The deadly terror attacks in Paris are likely to strike financial markets, too, when trading resumes Monday. But the initial losses expected in risk assets like stocks and the shift into safer holdings like U.S. government bonds and cash are likely to be short-lived, history says.
Investors’ knee-jerk reaction to terror attacks and other “shocks” is to sell so-called risky assets until they have a chance to measure the resulting economic fallout, according to data compiled by Sam Stonavall, U.S. equity strategist at S&P Capital IQ. The good news is the losses tend to be recouped relatively swiftly as Wall Street typically concludes that both the domestic and global economy won’t be derailed by acts of terror.
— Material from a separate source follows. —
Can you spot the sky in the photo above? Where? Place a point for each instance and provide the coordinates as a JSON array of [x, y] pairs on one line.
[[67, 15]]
Terrorism, to a certain degree, is designed in part to harm economic activity, by attempting to scare people and keep them from going about their normal routines, such as going out to restaurants, shopping at the mall or boarding a plane for vacation.
Perhaps the best example of the market’s initial plunge and eventual recovery was the 9/11 terror attacks in the U.S., according to S&P Capital IQ data. The Standard & Poor’s 500 stock index fell 4.9% on the first day of trading after the market was shuttered for four days. The total stock market loss following 9/11 was 11.6% — which adds up to a “correction” – when the market bottomed 11 calendar days later. However, U.S. stocks then rebounded and recouped all its losses within 31 days.